Snakes on a Plane: JRTs on the Ground

Did you know that Hawaii has no native snakes?  In fact, the last time a snake was found in the state was in 1998, and that one wasn’t welcomed at all.

It was a brown tree snake known to herpetologists as Boiga irregularis. Native to the South Pacific including New Guinea, and Northern Australia, Hawaiian authorities were right to be alarmed when it was found on their soil, and they needed only to look to Guam for why concern was warranted: Brown tree snakes have caused the extinction of nearly every native bird species on Guam. Having not encountered a snake for millions of years, the birds didn’t have time to evolve survival mechanisms.

The snake was unwittingly brought to Guam via military transport from the Solomon Islands in the 1940s. Before the snake arrived, Guam had 12 species of native forest birds. Today, ten of them are extinct, and the other two have fewer than 200 individuals left. They are also responsible for the extinction of three species of lizard.

The snakes have attacked children and pets, caused electrical outages, and people have even woken up with them in their beds. They may also be changing tree distribution because 60 percent to 70 percent of tree species in Guam’s native forests are dispersed by birds. With no natural predators, the snake thrives to the tune of 13,000 snakes per mile square in an island that covers a total of 210 square miles. You can do the math.

Knowing this, then, why on earth did Hawaii purposefully import four of the dangerously invasive snakes last year?

The answer makes sense. The Hawaii Board of Agriculture approved a request for sterile, male snakes to be used in a dog detection program in confined, secured areas. Officials also surgically implanted radio transmitters in the reptiles before they arrived in Hawaii.

The snakes are regularly intercepted in Hawaii airports, and short of completely halting all air travel between Hawaii and Guam, a more viable solution is to use dogs to detect the “stowaways.” Four Jack Russell Terriers (and terrier mixes) were trained to detect snakes entering Hawaii by plane, ship or cargo carrier. The breed is fast, intelligent, energetic, and aggressive towards vermin, and their size makes them easy to handle in cargo and confined spaces. The dogs can cover more ground in less time then an individual person can, and they can smell the snakes whereas a person has great difficulty in spotting a brown snake that blends in.
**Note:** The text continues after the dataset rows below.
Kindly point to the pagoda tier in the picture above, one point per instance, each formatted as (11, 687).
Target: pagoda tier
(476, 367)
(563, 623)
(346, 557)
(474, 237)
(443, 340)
Hawaii actually had a detection program that began in the 1990s, but the department couldn’t keep enough staff members to keep the program live, however, and stopped importing live snakes after 2002. The effort was discontinued in 2009. The Agriculture Department reinstated the program in 2016, and two years later, the dogs arrived. Funding from the Hawaii Department of Agriculture helped with the Hawaii Detector Dog program, but the U.S. Department of the Interior also announced the release of $2,839,632 million to suppress and control the brown tree snake in areas that included Hawaii.

Photo from the United States Department of Agriculture

When the terriers arrived in Guam, they were trained by a US Dept. of Agriculture-certified trainer, and presumably, this was the case in Hawaii as well. That said, the US Department of Agriculture has a National Detector Dog Training Center in Newnan, Georgia where not only Beagles are trained to detect fruits, vegetables, and meats in international passenger baggage entering the United States, but Jack Russell terriers are trained to stop brown tree snakes (Labrador Retrievers are also being trained to detect nutria, an invasive rodent that destroys wetlands on Maryland’s Eastern Shore).

APHIS’ Plant Protection and Quarantine program runs the Center which started in 1984 with just one dog and one trainer. Today, it’s situated on 17 acres with eight buildings and 100 kennels.